3 – Analyze each stage, but don’t over-analyze it. Have a basic plan, decide if this is one you can go fast on (lots close in) or need to slow down (more distance, more technical) based on your skills. The Safety Officer who did my new shooter walk through put it most succinctly “When the buzzer goes off, your plan goes to sh**”. So have a general plan, but don’t get too stuck up on executing it exactly like you imagined. Just hit the high points.

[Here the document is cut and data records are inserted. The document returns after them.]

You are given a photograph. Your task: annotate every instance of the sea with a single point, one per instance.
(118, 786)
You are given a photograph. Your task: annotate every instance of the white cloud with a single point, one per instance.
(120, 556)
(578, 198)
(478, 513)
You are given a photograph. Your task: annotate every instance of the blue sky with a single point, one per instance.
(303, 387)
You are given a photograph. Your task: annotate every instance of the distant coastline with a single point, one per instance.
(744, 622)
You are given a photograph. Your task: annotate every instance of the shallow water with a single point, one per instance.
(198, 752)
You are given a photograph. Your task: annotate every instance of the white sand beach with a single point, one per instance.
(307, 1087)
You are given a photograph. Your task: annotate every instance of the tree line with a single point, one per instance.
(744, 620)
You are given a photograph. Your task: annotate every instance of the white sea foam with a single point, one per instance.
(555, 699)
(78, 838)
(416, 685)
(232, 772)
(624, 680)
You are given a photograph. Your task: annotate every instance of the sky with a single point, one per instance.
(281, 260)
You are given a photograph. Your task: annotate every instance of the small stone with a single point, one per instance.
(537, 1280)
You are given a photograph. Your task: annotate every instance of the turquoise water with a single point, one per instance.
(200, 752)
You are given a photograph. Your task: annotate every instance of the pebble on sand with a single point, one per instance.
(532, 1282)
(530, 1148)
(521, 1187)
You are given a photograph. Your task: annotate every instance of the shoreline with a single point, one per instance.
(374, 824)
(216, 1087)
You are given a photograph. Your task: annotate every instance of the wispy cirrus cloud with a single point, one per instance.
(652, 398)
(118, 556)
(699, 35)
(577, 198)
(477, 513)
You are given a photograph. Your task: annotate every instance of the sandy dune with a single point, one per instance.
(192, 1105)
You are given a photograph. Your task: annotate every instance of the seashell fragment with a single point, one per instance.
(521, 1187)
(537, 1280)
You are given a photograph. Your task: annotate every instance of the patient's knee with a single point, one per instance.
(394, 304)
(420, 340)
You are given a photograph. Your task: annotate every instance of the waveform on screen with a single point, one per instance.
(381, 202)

4 – watch the other shooters in your squad. This goes hand in hand with the first point: you will learn as much or more from watching how other people in your squad shoot a stage as from that you get told you could do to improve after your squad watches you shoot.
5 – you can’t have too much dry fire practice ahead of time. I realized this one pretty quickly. My draw could have been much smoother. Same for magazine changes. Getting ready to shoot a stage is no time to realize that you need to brush up on the basics. Make sure to get in your dry fire practice ahead of time – and of course, do it safely!
6 – don’t worry about what times other people are shooting. It’s a baseline that you want to improve from the next time you go. You will not be as fast as you want to be. You will not be the fastest in your group. Worry about your own time and since its your first time, there’s nothing to compare it too. Save that for your second time
7 – bring snacks / water. I did bring a little this time, but wish I had brought more. You can’t have too much water and food for one of these matches.
8 – remember the basics. In the end, its still about getting rounds on target as quickly and safely as possible. Having good trigger control, proper breathing, and using the appropriate shooting style (aimed fire, point shooting instinctive shooting, etc) for the circumstances presented in the stage will get you far.
All in all a great way to spend a few hours on a weekend. As I said, I will be back, and next time likely stay for the class qualifier.
PS – if you want to see how I did, the results are posted on the BGSL site. (they missed the second E in my last name).